秋だけならまだしも夏までこんなに懐いているなんて、と肩を落とす。こうなってしまえば止められないだろうしある程度の覚悟を決めて渋々承諾した。何かあったら大きな声を上げることを約束して3人を脱衣所へ見送る。有栖川さん用に箪笥の奥の奥に仕舞い込んでいた父のTシャツとズボンを用意した。下着はさすがに捨ててしまったので、我慢してもらおう。何かあればすぐに向かえるように準備だけして夕飯作りを開始することにした。ゆでたまごをつくるのにタイマーをかけようと携帯電話を取り出したところで大量のメッセージと数回の着信履歴に驚く。マナーモードになっていたなんて、と慌てて折り返し電話をかけた。

「も、もしもし」
『ッオイ!大丈夫か!?』
「わ。山田くん、ごめんね、大丈夫だよ」
『今兄ちゃんと三郎と向かってるからもうちょっと待っててくれ、わ、兄ちゃん』
『もしもし。こんばんは。二郎の兄の一郎です。いつも弟と仲良くしてくれてありがとな。それで、今はどんな状況だ? 監禁されているのか? 監視状態にないから電話をかけてきたってことで良いか? 家族は無事か?』

矢継ぎ早に繰り出される質問に視界が数回点滅する。いきなり山奥の住所が送られてきたらこうなってしまうのも少し考えればわかることだ。相当焦っていた自分の不甲斐なさに、情けなくて泣きそうになる。

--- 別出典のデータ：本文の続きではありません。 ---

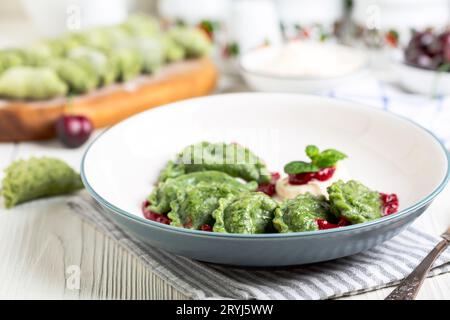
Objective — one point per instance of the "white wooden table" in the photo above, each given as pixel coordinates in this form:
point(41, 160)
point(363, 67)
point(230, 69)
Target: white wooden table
point(42, 242)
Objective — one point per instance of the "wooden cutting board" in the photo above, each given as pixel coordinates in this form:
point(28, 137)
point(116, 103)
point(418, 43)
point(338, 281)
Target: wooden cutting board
point(34, 120)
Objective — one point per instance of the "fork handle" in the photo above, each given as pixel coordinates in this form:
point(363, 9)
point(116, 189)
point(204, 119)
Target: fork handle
point(409, 287)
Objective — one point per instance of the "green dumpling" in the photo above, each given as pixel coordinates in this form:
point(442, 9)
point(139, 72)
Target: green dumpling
point(172, 50)
point(37, 55)
point(79, 77)
point(127, 63)
point(167, 191)
point(150, 50)
point(31, 83)
point(301, 213)
point(193, 40)
point(194, 205)
point(354, 202)
point(248, 213)
point(35, 178)
point(97, 62)
point(141, 25)
point(233, 159)
point(10, 58)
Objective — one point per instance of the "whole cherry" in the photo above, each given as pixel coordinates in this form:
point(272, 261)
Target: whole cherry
point(73, 130)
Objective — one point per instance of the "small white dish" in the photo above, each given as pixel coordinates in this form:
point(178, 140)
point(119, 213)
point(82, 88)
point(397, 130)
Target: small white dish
point(422, 81)
point(301, 67)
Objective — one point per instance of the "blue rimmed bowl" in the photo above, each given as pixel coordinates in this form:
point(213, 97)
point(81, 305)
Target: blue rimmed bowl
point(386, 152)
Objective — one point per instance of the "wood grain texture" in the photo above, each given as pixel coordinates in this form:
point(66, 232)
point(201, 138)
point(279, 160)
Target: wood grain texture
point(21, 121)
point(41, 239)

「ごめんなさい…。ここは自宅で、監禁はされてません。2人も私も無事です」
『…チッ。会話が聞かれてやがるな。二郎、三郎!急ぐぞ!』

ブチッ、と音を立てて切れた電話に慌ててかけ直すが再度繋がることは無かった。盛大な勘違いをさせてしまったことを申し訳なく思うと共に、もうちょっと待っててくれ、急ぐぞ、と言った単語達に頭を悩ませる。何から説明したら良いのだろうか。結局のところ、山田くんのお兄さんの業務執行妨害をしてしまったのではないだろうか。沸騰したお湯に入っている卵をぼうっと見つめて、ハッとする。2人の大好きな半熟状態の時間は既にすぎていることを山田くんとの通話時間が物語っていた。急いで冷水に引き上げたところで元気な声が脱衣所から聞こえる。どうやらお風呂が済んだらしい。何も無くてよかった、と安堵の溜息をついたところで家のドアが勢いよく開く音がした。

「っ、みょうじ!」
「…こんばんは。山田くん」
「無事かっ…て、え?」

焦った表情で我が家に踏み込んできた山田くんの後ろに見えるのがご兄弟だろう。とりあえず上がっていってもらおう、と来客用のスリッパを3つ出したところでまだ髪を濡らしたままの3人が異変に気づいて玄関へやってきた。…これは、一体どうしたら良いのだろうか。

「は、テメェ、シブヤの…!」
「お?ブクロのやつらじゃねえか。揃いも揃ってこんな所になんの用だよ」
「こっちの台詞だ!みょうじに何をした!」
「なにって…風呂借りたくらいだけど」

有栖川さんの言葉とお風呂上がりの3人の状態に合点がいったのが、お兄さんが山田くんを宥めてくれた。気性の荒い猫のように有栖川さんに飛びかかろうとしていた山田くんは、普段はこんなことは絶対にしない。駆けつけさせてしまったことも、怒らせてしまったことも、本当に申し訳ない。居間に全員を通して全員分のお茶をちゃぶ台に置く。それだけでいっぱいになってしまうこれにまた情けなくなる。決して広いとは言えない居間に七人。私と夏以外は男性。しかも顔見知りらしく、山田くん側の表情は硬い。事の経緯を説明している途中の胃痛には気付かないふりをした。